Zunächst muss Ihr Arbeitgeber darlegen und ggfs. beweisen, dass er Ihre Tätigkeiten richtig beschrieben und Leistung und Verhalten richtig bewertet hat.
Wenn Ihr Arbeitgeber Ihnen befriedigende Leistungen bescheinigt, Sie aber der Ansicht sind, es müssten bessere Leistungen bescheinigt werden, wird es schwieriger. Jetzt sind Sie gefragt. Sie müssen nämlich Tatsachen vortragen und beweisen, die belegen, dass Ihr Arbeitgeber Sie tatsächlich zu schlecht bewertet hat. Das ist oftmals schwierig. U.a. deshalb ist es für Sie als Arbeitnehmer sinnvoll, zunächst eine außergerichtliche Regelung zu versuchen.
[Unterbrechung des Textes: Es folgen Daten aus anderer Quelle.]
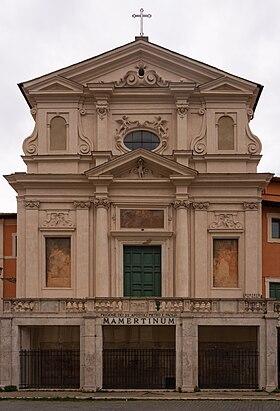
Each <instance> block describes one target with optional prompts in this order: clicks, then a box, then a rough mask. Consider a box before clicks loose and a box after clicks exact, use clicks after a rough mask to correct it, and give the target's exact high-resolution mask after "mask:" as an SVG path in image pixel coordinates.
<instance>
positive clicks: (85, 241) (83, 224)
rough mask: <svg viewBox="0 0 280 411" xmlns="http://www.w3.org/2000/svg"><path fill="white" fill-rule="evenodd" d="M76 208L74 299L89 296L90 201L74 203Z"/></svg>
mask: <svg viewBox="0 0 280 411" xmlns="http://www.w3.org/2000/svg"><path fill="white" fill-rule="evenodd" d="M74 207H75V208H76V222H77V235H76V241H77V243H76V250H77V252H76V267H77V271H76V297H79V298H85V297H88V296H89V295H90V294H89V208H90V201H74Z"/></svg>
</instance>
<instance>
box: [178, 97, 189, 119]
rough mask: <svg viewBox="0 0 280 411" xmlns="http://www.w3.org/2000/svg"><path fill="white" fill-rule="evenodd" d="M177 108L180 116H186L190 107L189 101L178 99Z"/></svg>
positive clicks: (178, 113) (179, 115)
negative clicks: (188, 104) (189, 105)
mask: <svg viewBox="0 0 280 411" xmlns="http://www.w3.org/2000/svg"><path fill="white" fill-rule="evenodd" d="M176 108H177V114H178V116H179V117H180V118H184V117H186V114H187V112H188V108H189V105H188V103H187V101H184V102H183V101H178V102H177V103H176Z"/></svg>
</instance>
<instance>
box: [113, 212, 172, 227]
mask: <svg viewBox="0 0 280 411" xmlns="http://www.w3.org/2000/svg"><path fill="white" fill-rule="evenodd" d="M120 226H121V228H164V211H163V210H144V209H121V210H120Z"/></svg>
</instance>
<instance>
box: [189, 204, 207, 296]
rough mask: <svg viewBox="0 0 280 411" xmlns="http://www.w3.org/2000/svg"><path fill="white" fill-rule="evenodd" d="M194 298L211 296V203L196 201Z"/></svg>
mask: <svg viewBox="0 0 280 411" xmlns="http://www.w3.org/2000/svg"><path fill="white" fill-rule="evenodd" d="M192 205H193V208H194V210H195V213H194V273H193V277H192V280H193V281H194V296H193V297H194V298H205V297H209V291H210V284H209V281H210V279H209V275H208V263H207V262H208V246H207V210H208V207H209V203H206V202H205V203H204V202H194V203H193V204H192Z"/></svg>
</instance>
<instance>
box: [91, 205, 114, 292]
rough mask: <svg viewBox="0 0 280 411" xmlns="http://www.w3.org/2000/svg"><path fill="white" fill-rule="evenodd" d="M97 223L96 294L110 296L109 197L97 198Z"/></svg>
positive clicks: (95, 290)
mask: <svg viewBox="0 0 280 411" xmlns="http://www.w3.org/2000/svg"><path fill="white" fill-rule="evenodd" d="M94 206H95V208H96V224H95V250H96V253H95V296H96V297H109V296H110V273H109V242H108V209H109V207H110V202H109V200H108V199H107V198H96V199H95V200H94Z"/></svg>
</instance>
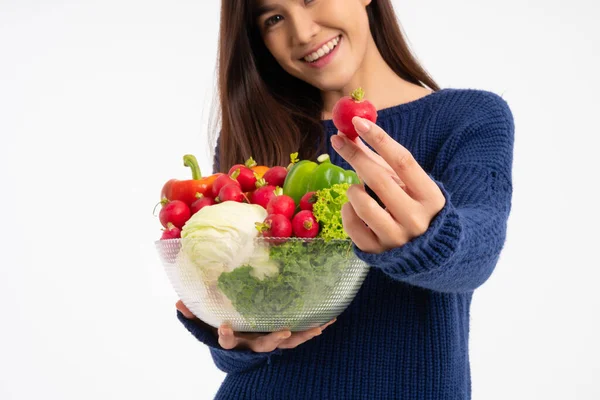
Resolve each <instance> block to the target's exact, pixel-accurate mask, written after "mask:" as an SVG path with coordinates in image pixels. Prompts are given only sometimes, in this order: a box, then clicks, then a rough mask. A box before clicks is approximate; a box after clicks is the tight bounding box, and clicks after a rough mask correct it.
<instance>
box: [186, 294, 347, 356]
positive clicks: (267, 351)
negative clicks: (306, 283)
mask: <svg viewBox="0 0 600 400" xmlns="http://www.w3.org/2000/svg"><path fill="white" fill-rule="evenodd" d="M175 307H177V309H178V310H179V311H181V313H182V314H183V316H184V317H186V318H187V319H193V320H198V318H196V316H195V315H194V314H192V312H191V311H190V310H189V309H188V308H187V307H186V306H185V304H183V302H182V301H181V300H179V301H178V302H177V304H176V305H175ZM198 321H199V320H198ZM335 321H336V319H335V318H334V319H332V320H331V321H329V322H328V323H326V324H325V325H322V326H319V327H316V328H312V329H309V330H307V331H304V332H294V333H292V332H290V331H289V330H283V331H279V332H273V333H269V334H261V333H236V332H233V330H232V329H231V327H229V326H228V325H225V324H223V325H221V326H220V327H219V329H216V328H213V327H210V328H211V329H212V331H213V333H214V334H215V336H218V337H219V345H221V347H222V348H224V349H226V350H231V349H250V350H252V351H255V352H257V353H268V352H271V351H273V350H275V349H293V348H294V347H297V346H299V345H301V344H302V343H304V342H306V341H308V340H310V339H312V338H314V337H315V336H319V335H320V334H321V333H322V332H323V330H324V329H325V328H327V327H328V326H329V325H331V324H333V323H334V322H335Z"/></svg>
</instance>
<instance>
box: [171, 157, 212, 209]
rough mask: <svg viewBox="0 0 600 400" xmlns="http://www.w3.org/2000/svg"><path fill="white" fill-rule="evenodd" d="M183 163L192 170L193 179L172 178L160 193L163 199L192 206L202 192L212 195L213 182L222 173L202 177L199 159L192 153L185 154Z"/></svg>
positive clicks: (204, 194) (209, 194) (202, 192)
mask: <svg viewBox="0 0 600 400" xmlns="http://www.w3.org/2000/svg"><path fill="white" fill-rule="evenodd" d="M183 165H184V166H186V167H190V168H191V170H192V179H189V180H177V179H170V180H169V181H167V183H165V185H164V186H163V188H162V192H161V194H160V197H161V201H163V202H164V201H165V199H166V200H167V201H173V200H181V201H183V202H184V203H186V204H187V205H188V206H191V205H192V203H193V202H194V201H196V199H197V198H198V196H199V195H200V194H202V195H204V196H210V197H212V194H211V191H212V184H213V182H214V181H215V179H217V178H218V177H219V176H221V175H223V174H222V173H216V174H213V175H210V176H208V177H206V178H203V177H202V174H201V173H200V167H199V166H198V160H196V157H194V156H193V155H191V154H186V155H185V156H183Z"/></svg>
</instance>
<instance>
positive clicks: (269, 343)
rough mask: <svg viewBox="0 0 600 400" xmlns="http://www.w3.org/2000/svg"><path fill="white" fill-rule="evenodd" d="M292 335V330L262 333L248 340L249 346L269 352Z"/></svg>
mask: <svg viewBox="0 0 600 400" xmlns="http://www.w3.org/2000/svg"><path fill="white" fill-rule="evenodd" d="M291 336H292V332H290V331H280V332H273V333H269V334H268V335H261V336H259V337H257V338H255V339H253V340H250V341H249V342H248V347H249V348H250V349H251V350H253V351H255V352H257V353H268V352H271V351H273V350H275V349H276V348H277V347H278V346H279V345H280V344H281V343H282V342H283V341H284V340H286V339H288V338H289V337H291Z"/></svg>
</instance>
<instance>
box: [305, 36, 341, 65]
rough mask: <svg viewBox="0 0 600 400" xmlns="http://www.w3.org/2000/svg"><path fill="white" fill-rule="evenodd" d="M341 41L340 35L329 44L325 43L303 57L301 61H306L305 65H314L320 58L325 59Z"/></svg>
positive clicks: (331, 40) (330, 42) (330, 41)
mask: <svg viewBox="0 0 600 400" xmlns="http://www.w3.org/2000/svg"><path fill="white" fill-rule="evenodd" d="M341 39H342V36H341V35H340V36H338V37H336V38H335V39H331V40H330V41H329V42H327V43H325V44H324V45H323V46H321V47H320V48H319V49H318V50H316V51H314V52H312V53H310V54H309V55H307V56H305V57H304V58H303V60H304V61H306V62H307V63H314V62H316V61H318V60H319V59H321V58H322V57H325V56H326V55H327V54H329V53H330V52H332V51H333V49H335V48H336V47H337V45H338V43H339V42H340V40H341Z"/></svg>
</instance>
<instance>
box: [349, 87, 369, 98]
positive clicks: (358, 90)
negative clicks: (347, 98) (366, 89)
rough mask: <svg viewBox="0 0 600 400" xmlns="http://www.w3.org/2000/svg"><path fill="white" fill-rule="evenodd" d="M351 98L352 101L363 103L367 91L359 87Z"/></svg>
mask: <svg viewBox="0 0 600 400" xmlns="http://www.w3.org/2000/svg"><path fill="white" fill-rule="evenodd" d="M350 97H352V100H354V101H362V100H363V98H364V97H365V91H364V90H362V88H360V87H359V88H358V89H354V91H353V92H352V94H351V95H350Z"/></svg>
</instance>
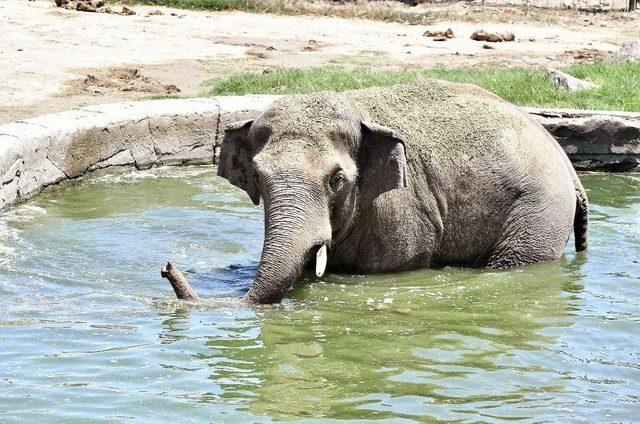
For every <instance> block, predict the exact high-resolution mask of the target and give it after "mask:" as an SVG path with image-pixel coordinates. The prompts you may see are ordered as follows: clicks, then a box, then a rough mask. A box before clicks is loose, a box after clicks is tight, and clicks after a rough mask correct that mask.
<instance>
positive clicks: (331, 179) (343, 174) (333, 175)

Sorgen Sie frühzeitig für eine Beweissicherung

  1. Verlangen Sie zu einem geeigneten Zeitpunkt ein Zwischenzeugnis. Ist in diesem eine bestimmte Leistungsqualität bescheinigt, kann der Arbeitgeber später im Schlusszeugnis nicht ohne Weiteres davon abweichen.
  2. Sammeln Sie ggfs. Adressen von Kunden, Geschäftspartnern und Kollegen, denen gegenüber sich Ihr Arbeitgeber positiv über Ihre Arbeit geäußert hat.

Gerichtliche Zeugnisstreitigkeiten sind unerquicklich und wegen der Beweisprobleme nicht einfach. Sie können zwar grundsätzlich eine Klage beim Arbeitsgericht auch ohne Rechtsanwalt einreichen. Wenn Sie die Berichtigung Ihres Zeugnisses durchsetzen wollen, sollten Sie sich vorher durch einen Rechtsanwalt oder Ihre Gewerkschaft beraten lassen.